Workshop: 9-String Parlor Guitar
This Regal-made, all-birch "parlor" guitar dates to around 1910-15 at the first height of the Hawaiian craze. Judging by the "learner's charts" pasted to the fretboard, the owner of this guitar was playing in low-bass D open G tuning (DGDGBD) which was standard practice for raised-nut (Hawaiian/slide) playing at the time.
This particular instrument is a really sad case and has been awaiting my care for at least 5 months, now. It's a customer's instrument and if it weren't such a rare duck it would hardly be worth the effort to get it back into playing condition since so much bad has happened to it.
Here you can see how the neck joint glue failed and string tension made that fretboard extension and soundhole area a real mess. Look at that dip!
The 6-tuner side of the headstock is split wide-open in two places. I haven't quite figured out how I'm going to stabilize this but I imagine I'll be adding two support bolts as well as doweling and splinting the split pieces back together.
After removing the fretboard extension, the neck slid right off, but it did leave a bit of itself behind in the joint.
Here's the endpin/tailpiece area and note the water damage and the swelled and separating sides coming loose from the endblock... sigh! The endblock itself is actually swollen past the bottom of the side.
So... I opened the seam up and carved it down flat with my chisels and whittling knives and then clamped up the sides to the endblock using these thin violin f-hole clamps. I've found these clamps to be invaluable tools for getting into hard-to-reach areas. If you're inventive enough you can do a whole ton on the inside of the instrument without having to totally remove the back or top.
Here, for example, I've reglued the one loose brace on the back by using wood shims as clamps by wedging them against the top.
The section under the fretboard extension had no bracing when the guitar arrived and is severely warped. Since there's little that the above-soundhole part of this guitar will do to add to the guitar's tone, I'm installing this lightweight but big honking piece of pine as a giant brace/patch to reinforce this area. Most ladder-braced guitars from this time have trouble in this section with the tension of 6 strings, but the extra 3 can really do them in (as evidenced by what happened to this in the first place).
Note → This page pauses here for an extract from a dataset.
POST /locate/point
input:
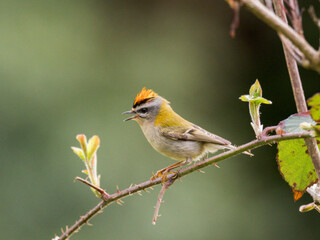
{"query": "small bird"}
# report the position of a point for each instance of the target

That wedge will butt up right against the neck block, providing extra strength directly to counter the neck's push.
I may end up carving it down a bunch after it's in place, but I want it to be fairly stiff while it's clamping to restore the top's shape.
I may end up carving it down a bunch after it's in place, but I want it to be fairly stiff while it's clamping to restore the top's shape.
Here it's clamped-up and it's already restored the straightness to the top in that area. Note that all of my clamping blocks have masking tape to keep them from getting stuck to the surface if glue seeps out of any hairline cracks.